Bund und Länder wollen 30 Milliarden Euro bereitstellen

30.08.2021
2023-08-30T12:39:40.7200Z
5 Min

Die Politik macht Tempo. In einer Sondersitzung vergangene Woche hat der Bundestag erstmals über die Errichtung eines 30 Milliarden Euro schweren Aufbaufonds für die vom Juli-Hochwasser betroffenen Gebiete beraten, kommende Woche bereits sollen ihn Bundestag und Bundesrat in weiteren Sondersitzungen beschließen. Eingebracht haben den Gesetzentwurf (19/32039) die Koalitionsfraktionen auf Grundlage einer Formulierungshilfe der Bundesregierung, die sich zuvor mit den Landesregierungen abgestimmt hatte. Das spart Zeit im parlamentarischen Verfahren.

Eile tut Not, denn die Schäden sind enorm. Die Unwetterfront "Bernd", die vom 13. bis 18. Juli über weite Teile Deutschlands hinweggezogen ist, hat vor allem in Rheinland-Pfalz und Nordrhein-Westfalen, aber auch in Bayern und Sachsen schwere Verwüstungen angerichtet.

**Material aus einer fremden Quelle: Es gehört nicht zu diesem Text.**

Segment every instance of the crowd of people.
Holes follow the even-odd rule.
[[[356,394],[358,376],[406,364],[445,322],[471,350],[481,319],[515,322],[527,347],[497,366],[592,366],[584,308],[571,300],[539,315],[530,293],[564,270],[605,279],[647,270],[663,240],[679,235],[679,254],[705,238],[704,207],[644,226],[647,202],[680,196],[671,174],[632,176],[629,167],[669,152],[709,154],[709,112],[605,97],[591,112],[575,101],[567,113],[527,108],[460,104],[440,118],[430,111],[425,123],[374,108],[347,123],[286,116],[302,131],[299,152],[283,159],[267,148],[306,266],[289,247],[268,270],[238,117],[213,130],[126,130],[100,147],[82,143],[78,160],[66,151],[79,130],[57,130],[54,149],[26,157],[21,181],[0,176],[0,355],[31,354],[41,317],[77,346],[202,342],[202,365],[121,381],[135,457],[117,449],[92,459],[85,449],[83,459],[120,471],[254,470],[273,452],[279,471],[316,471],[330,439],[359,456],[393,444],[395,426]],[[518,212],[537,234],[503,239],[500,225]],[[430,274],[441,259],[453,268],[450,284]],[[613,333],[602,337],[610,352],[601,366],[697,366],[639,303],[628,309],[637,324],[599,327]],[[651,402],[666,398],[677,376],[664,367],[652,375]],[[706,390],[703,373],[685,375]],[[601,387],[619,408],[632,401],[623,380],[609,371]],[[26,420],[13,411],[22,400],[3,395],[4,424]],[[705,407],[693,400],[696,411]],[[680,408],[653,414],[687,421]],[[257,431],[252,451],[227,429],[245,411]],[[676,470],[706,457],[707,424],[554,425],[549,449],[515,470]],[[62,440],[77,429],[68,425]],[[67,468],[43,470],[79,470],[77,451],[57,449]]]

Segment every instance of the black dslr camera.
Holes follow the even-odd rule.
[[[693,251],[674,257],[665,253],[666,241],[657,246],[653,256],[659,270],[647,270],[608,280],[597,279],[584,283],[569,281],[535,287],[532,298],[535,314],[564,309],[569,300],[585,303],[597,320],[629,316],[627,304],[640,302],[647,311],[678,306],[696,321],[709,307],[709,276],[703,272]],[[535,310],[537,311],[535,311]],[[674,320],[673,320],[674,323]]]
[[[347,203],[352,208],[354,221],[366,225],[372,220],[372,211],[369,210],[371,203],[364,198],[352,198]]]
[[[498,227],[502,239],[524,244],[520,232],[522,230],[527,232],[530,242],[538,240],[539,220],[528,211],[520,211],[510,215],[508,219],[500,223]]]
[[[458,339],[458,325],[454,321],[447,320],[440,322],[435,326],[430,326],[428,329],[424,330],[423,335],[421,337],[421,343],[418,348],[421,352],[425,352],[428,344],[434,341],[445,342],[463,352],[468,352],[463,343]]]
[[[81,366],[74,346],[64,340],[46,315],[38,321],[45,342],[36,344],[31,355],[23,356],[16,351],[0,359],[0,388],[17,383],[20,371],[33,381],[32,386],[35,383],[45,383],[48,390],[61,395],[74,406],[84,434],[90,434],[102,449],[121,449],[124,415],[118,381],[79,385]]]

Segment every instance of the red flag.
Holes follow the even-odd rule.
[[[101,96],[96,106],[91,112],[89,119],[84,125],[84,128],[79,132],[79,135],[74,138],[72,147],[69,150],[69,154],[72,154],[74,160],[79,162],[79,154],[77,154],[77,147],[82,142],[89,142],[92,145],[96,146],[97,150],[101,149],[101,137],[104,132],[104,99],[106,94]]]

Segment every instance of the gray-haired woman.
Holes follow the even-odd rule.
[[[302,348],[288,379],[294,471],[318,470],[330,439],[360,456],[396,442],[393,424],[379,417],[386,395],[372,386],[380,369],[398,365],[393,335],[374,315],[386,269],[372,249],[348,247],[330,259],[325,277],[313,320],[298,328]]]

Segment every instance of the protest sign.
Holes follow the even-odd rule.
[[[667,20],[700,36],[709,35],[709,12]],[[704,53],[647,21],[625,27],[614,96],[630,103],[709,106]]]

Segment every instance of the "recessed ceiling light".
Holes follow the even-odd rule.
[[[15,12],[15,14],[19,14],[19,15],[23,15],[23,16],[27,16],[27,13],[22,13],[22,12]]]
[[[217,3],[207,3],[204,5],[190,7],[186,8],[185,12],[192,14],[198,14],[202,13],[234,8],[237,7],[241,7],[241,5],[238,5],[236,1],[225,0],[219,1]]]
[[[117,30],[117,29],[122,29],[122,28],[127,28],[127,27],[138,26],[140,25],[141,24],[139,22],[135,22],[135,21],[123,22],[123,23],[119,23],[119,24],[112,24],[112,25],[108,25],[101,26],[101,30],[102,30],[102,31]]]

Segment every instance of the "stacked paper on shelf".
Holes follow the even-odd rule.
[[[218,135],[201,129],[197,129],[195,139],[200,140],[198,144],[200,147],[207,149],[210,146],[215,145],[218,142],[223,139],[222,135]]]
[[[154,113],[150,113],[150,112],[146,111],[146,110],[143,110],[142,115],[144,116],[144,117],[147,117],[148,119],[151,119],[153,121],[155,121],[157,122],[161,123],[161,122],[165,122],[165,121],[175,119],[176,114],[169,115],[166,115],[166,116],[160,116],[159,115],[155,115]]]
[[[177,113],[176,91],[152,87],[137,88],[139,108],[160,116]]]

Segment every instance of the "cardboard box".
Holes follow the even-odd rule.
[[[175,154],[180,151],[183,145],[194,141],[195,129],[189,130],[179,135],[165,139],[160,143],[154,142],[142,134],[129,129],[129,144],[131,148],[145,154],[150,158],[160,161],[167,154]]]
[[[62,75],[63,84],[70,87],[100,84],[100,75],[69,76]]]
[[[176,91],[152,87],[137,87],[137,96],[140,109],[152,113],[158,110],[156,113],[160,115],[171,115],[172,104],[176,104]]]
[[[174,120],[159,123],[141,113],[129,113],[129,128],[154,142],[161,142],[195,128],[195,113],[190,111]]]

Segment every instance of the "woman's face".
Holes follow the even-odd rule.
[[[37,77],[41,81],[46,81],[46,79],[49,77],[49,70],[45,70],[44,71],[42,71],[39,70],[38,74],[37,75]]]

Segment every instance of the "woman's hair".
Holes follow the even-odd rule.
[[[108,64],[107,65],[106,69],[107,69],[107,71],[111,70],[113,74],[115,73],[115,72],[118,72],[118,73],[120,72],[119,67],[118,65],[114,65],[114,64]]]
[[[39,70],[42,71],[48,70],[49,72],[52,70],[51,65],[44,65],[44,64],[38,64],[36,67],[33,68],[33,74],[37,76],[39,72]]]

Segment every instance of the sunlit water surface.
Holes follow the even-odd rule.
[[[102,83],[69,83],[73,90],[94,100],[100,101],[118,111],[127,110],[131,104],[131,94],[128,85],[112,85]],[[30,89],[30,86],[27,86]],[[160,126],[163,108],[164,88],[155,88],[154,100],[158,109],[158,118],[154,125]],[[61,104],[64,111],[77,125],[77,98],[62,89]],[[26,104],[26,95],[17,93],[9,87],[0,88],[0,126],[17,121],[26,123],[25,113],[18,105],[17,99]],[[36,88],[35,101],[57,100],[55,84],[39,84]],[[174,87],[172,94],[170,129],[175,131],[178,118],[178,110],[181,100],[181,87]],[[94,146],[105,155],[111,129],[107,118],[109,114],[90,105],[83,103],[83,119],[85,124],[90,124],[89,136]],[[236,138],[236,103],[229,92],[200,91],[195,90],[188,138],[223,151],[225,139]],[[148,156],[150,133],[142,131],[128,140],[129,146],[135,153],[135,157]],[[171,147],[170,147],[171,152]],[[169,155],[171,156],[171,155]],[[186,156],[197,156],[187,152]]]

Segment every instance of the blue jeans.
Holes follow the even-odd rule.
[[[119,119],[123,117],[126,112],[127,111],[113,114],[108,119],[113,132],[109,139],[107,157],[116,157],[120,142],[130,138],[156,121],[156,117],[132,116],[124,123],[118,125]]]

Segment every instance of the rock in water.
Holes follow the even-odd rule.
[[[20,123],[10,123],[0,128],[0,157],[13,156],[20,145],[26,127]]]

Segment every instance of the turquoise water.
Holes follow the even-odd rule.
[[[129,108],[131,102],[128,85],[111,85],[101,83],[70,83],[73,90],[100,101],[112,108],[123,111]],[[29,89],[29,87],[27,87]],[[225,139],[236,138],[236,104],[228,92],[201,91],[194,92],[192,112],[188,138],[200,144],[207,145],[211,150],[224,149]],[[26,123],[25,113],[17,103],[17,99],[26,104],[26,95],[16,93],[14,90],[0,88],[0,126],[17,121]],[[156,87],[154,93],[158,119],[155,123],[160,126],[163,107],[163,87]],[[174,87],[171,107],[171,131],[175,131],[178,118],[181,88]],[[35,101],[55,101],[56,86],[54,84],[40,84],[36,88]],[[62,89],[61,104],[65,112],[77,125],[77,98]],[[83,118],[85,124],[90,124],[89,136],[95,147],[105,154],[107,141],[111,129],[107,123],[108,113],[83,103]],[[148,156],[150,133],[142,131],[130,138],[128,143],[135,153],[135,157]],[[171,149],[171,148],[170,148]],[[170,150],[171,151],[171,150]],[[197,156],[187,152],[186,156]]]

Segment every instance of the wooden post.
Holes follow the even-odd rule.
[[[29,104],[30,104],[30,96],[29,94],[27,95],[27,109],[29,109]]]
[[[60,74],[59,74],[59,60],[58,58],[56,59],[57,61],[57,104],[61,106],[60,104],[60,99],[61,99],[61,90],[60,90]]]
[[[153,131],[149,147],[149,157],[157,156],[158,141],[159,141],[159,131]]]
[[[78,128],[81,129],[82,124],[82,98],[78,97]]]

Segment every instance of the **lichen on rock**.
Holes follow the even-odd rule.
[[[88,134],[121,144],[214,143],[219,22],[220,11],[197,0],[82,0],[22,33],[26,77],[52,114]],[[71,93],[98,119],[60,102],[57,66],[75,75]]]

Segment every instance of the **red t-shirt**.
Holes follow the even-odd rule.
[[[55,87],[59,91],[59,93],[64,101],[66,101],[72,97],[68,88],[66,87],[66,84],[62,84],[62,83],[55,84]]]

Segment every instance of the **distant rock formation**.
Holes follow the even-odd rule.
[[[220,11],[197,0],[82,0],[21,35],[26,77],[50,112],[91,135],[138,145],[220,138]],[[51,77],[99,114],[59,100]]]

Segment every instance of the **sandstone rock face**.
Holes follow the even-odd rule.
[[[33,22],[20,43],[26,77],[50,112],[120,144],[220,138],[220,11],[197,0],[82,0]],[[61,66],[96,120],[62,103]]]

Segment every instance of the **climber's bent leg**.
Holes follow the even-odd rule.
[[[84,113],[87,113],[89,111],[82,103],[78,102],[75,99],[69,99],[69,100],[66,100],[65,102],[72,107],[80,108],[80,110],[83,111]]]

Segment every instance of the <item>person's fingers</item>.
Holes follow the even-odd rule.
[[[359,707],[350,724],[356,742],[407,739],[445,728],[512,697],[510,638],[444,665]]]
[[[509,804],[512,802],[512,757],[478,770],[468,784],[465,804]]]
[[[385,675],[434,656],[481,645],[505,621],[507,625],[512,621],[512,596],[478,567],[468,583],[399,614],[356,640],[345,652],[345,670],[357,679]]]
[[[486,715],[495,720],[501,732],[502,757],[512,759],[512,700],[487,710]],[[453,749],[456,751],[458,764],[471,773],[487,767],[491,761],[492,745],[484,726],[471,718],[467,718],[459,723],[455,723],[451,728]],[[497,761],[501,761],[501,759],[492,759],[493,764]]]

Die Versicherer gehen von rund 250.000 Schadenfällen aus, rund 200.000 an Häusern, Hausrat und Betrieben sowie bis zu 50.000 an Kraftfahrzeugen. Die Schadensumme schätzt der Gesamtverband der Deutschen Versicherungswirtschaft (GDV) auf rund sieben Milliarden Euro, weit mehr als bei jeder früheren Naturkatastrophe.

Konzept angemahnt Und das sind nur die Schäden an versicherten Objekten. Öffentliche Gebäude wie Schulen, Sportanlagen und Feuerwachen sind grundsätzlich unversichert, ebenso öffentliche Infrastruktur wie Straßen, Schienen und Kanalisation. Aber auch ein Großteil der zerstörten oder geschädigten Privatgebäude in den Hochwasserregionen war gegen sogenannte Elementarschäden nicht versichert, so wie bundesweit über die Hälfte aller Wohngebäude. Nach den Hochwasserkatastrophen der vergangenen Jahre hatte das Diskussionen ausgelöst. Warum, so wurde gefragt, soll die Allgemeinheit für Schäden bei Menschen aufkommen, die sich die Versicherung gespart haben?

Und warum bekommen nur Geschädigte großer Katastrophen staatliche Hilfe, nicht aber die kleinräumiger Unwetter? Eingewandt wurde, dass die Versicherungsprämien für Gebäude nahe an Flussläufen oder in Senken derart hoch wären, dass sie die Besitzer ruinieren und die Gebäude nahezu unverkäuflich machen würden. Am Ende verliefen diese Diskussionen immer im Sande. Jetzt mahnte der GDV "ein neues Gesamtkonzept zur Klimafolgenanpassung aus Aufklärung, verbindlichen Maßnahmen zur privaten und staatlichen Prävention und Versicherung" an.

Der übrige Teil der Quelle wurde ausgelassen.